Developments continue apace in human rights responsibilities for businesses. We are seeing persistent implementation of new reporting requirements across EU jurisdictions and beyond, judgments of national courts and international tribunals holding corporations to ever stricter account for their responsibilities in this area and UN negotiations continuing for a global treaty imposing binding international law obligations on businesses. Staying ahead of the field in this area is crucial.
While the responsibilities imposed by the UN Guiding Principles on Business and Human Rights (the UNGPs) are not in themselves legally binding, governments’ expectations that companies will step up in this area have been made clear through National Action Plans, parliamentary enquiries and the introduction of “hard” legal requirements, such as under the Modern Slavery Act in the UK.
Now, the Corporate Human Rights Benchmark (CHRB) has ranked 98 of the largest publicly traded companies globally on 100 human rights indicators, focusing on the Extractives, Agricultural and Apparel industries. These areas were specifically selected because of the high human rights risks they carry, the extent of previous work on the issue, and global economic significance. 41 Extractives companies featured.

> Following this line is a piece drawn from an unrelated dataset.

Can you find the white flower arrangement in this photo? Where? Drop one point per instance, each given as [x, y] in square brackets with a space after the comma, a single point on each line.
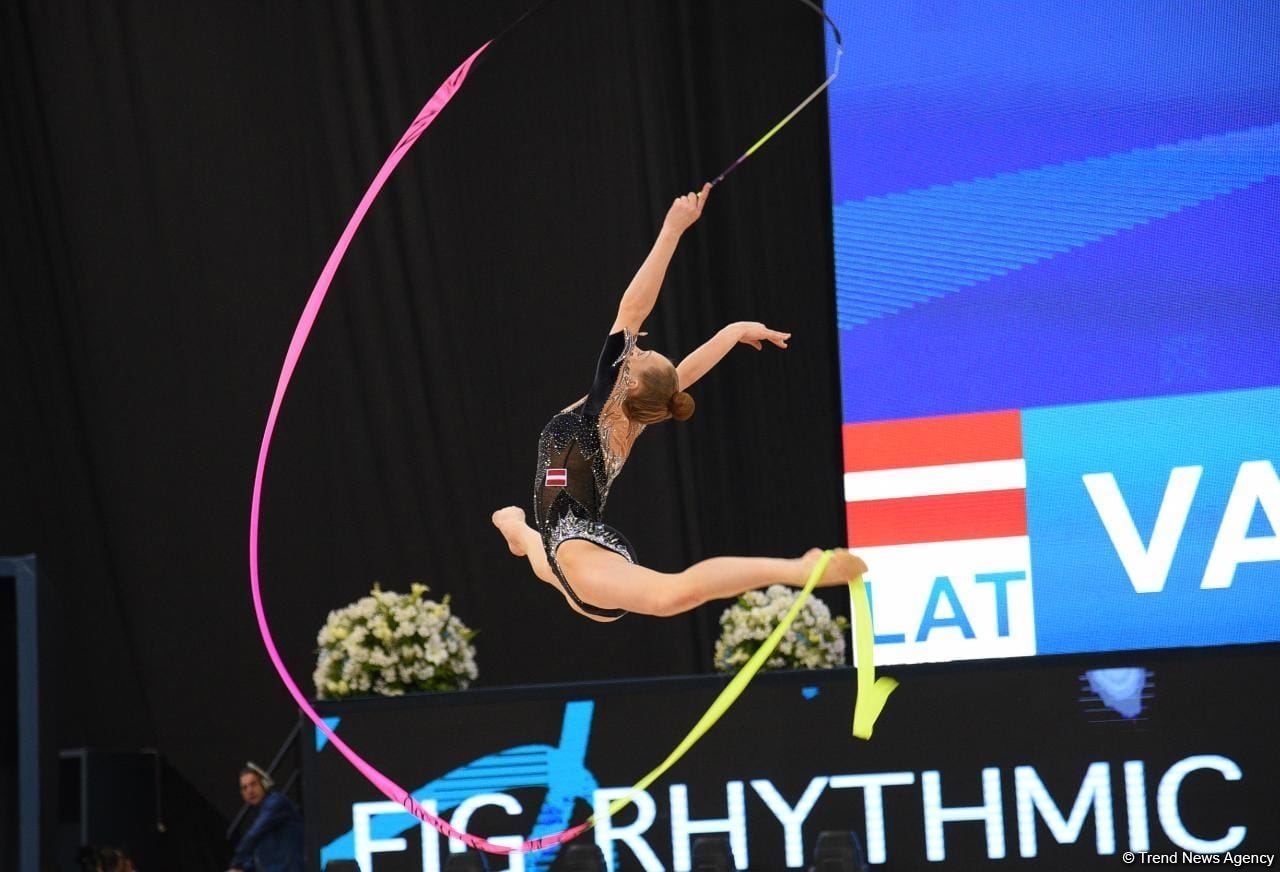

The CHRB is a collaboration between investors and a number of business and human rights NGOs. It has emphasised this is a pilot assessment and welcomes input on the methodology used. The study was compiled from publicly available information, with the selected companies also having the opportunity to submit information to the CHRB. Companies were given scores for the measures they are taking across six themes, grounded in the framework of the UNGPs:
- Governance and policy commitments.
- Embedding respect and human rights due diligence.
- Remedies and grievance mechanisms.
- Performance: Company human rights practices.
- Performance: Responses to serious allegations.
The selected companies were then banded according to their overall percentage score. The performance-related criteria carried greater weight than the policy-based heads, with “Embedding respect and human rights due diligence” and “Company human rights practices” counting for 25% and 20% respectively.
Results skew significantly to the lower bands
There was a wide spread in the participants’ performance, with a small number of clear leaders emerging. No company scored above the 60-69% band, with only three companies falling within that band. A further three scored 50-59% and 12 scored 40-49%. 48 companies fell within the 20-29% band.
Of the companies in the top band, two were in the Extractives sector; a further six Extractives companies fell within the 40-49% band; 19 scored 20-29% and five were found to trail at less than 19%.
The generally low scores across the three industries may be explained by the fact that the impact of some businesses’ human rights processes may still be filtering through. We should expect that in future years the authors of the survey will adopt a more stringent approach and subject low-scoring businesses to greater criticism.
Gap between policies and performance
On the whole, companies tended to perform more strongly on policy commitments, high-level governance arrangements and the early stages of due diligence. They performed less well on actions such as tracking responses to risks, assessing the effectiveness of their actions, remedying harms and undertaking specific practices linked to key industry risks. There is often a mismatch between board level measures and their granular implementation, as well as between public responses to serious allegations and taking appropriate action.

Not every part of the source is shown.